The Astronaut is just as Wrong as the Politician
Deuteronomy 6:5 says “You shall love Yahweh (the LORD) your god…”
In Mark 12:30 after Jesus is asked a question, he says, “You shall love the lord your god…”
Talerico and Glover, to the undulating praise of their respective bases, both drop the specificity of the commands. Why? Do they not know their bible?
Obviously Talerico is out for destruction and will misuse and abuse any words from any writer as he goes about accomplishing his quest. Despite his claims to the contrary, the Bible books and their authors are not sacred or special to Talerico.
Glover is a different story.
For my part, I imagine that he feels some sense of “people are actually listening to me!” and for some reason, this translates to “…so I better not push them away!” (as it does to so many pastors who have 15-min of fame).
But (according to the library that we call “the Bible”) the blood of Jesus matters, which means the time he spent on earth matters, which means the other people alive with him mattered, which means the previous people who lived matter, which means that Moses’ words matter in their totality.
Moses was preaching Yahweh, not god. It would have been confusing (it still is confusing) if Moses told a bunch of prone-to-idolatry people, “Love god”. The response to this exhortation, back then and today, should always be, “Which god?”
For his part, Jesus was talking to a scribe, which we can reasonably presume means literate man, and Jesus includes the full phrase from Moses, “the lord your god.”
It is not Biblical Christianity to read scripture and assume that because of the new and singular demonstration of Yahweh’s all-powerful status in the resurrection of his son Jesus the competition for “who is god” is over in the lives of us mortals.
Does Grover not know this?
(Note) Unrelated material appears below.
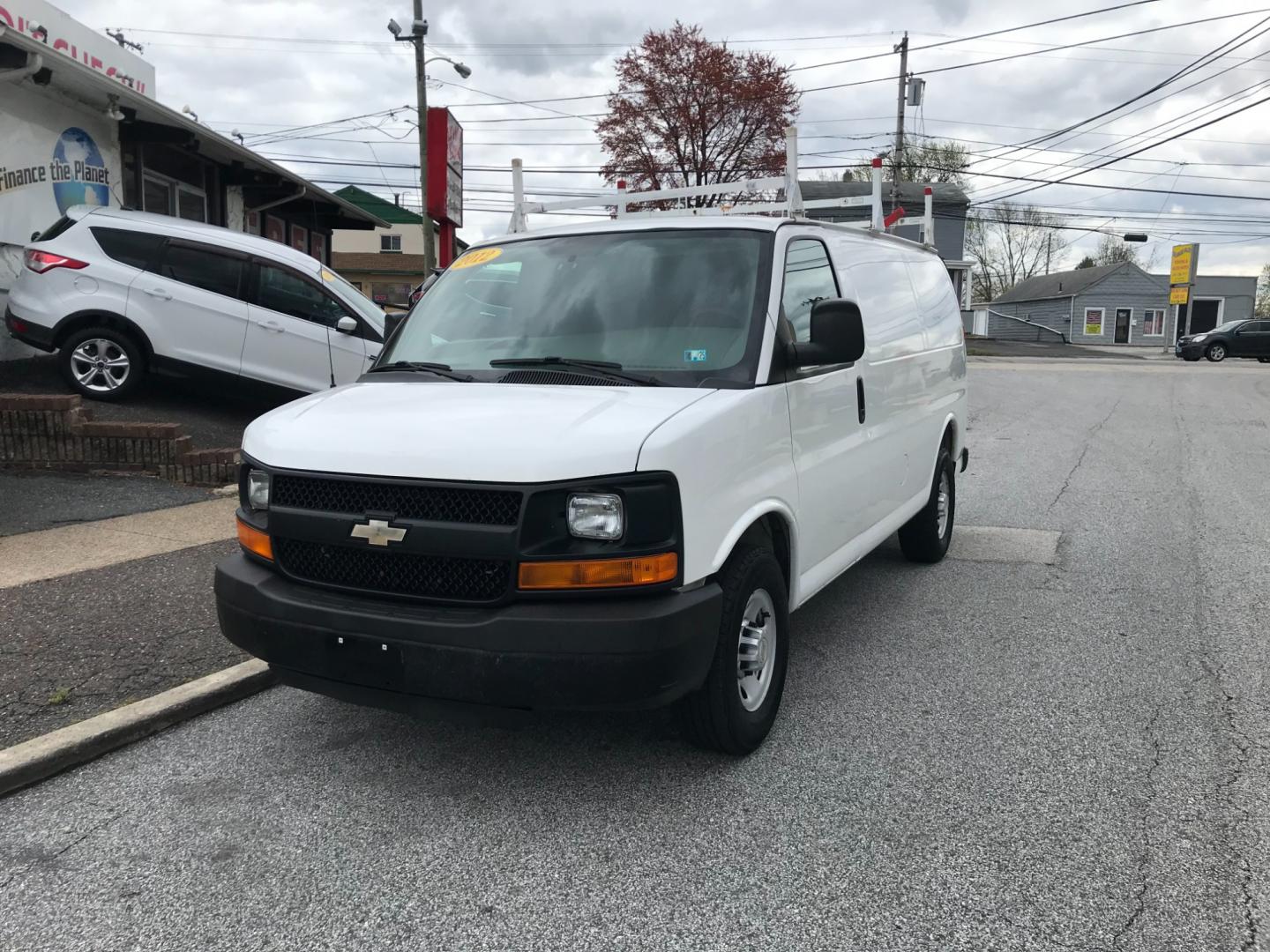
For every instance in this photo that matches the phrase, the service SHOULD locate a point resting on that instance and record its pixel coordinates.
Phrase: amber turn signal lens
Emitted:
(600, 573)
(256, 541)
I don’t know. What I do know is it is obviously distasteful to push people away. And yet, the core and empowering belief and living hope of Christianity is the resurrected Christ Jesus (son of Yahweh). However, the fact that there is a specific and easily namable hope and belief of a religion does not prevent their from being many, many anti-Christ’s who disagree and don’t care about the belief.
The question for you is, “If you don’t quote scripture accurately, what are you even quoting?”
Quote it accurately, I say. Because, in a world of confusion and sin, using accurate quotations indirectly (indirect because you’re honoring the precise words of another instead of thinking their words don’t matter—as if all we care about is some ethereal, abstract concept) it indirectly conveys to the audience that you matter. And if you matter, they matter.
Life isn’t a simulation. Life isn’t a game. And more life is the goal. And as Paul wrote, “…if you confess with your mouth Jesus as lord (Yahweh/trinity talk) and believe in your heart that god (Yahweh) raised him from the dead you will be saved (Romans 10:9),” is the only way to get eternal life.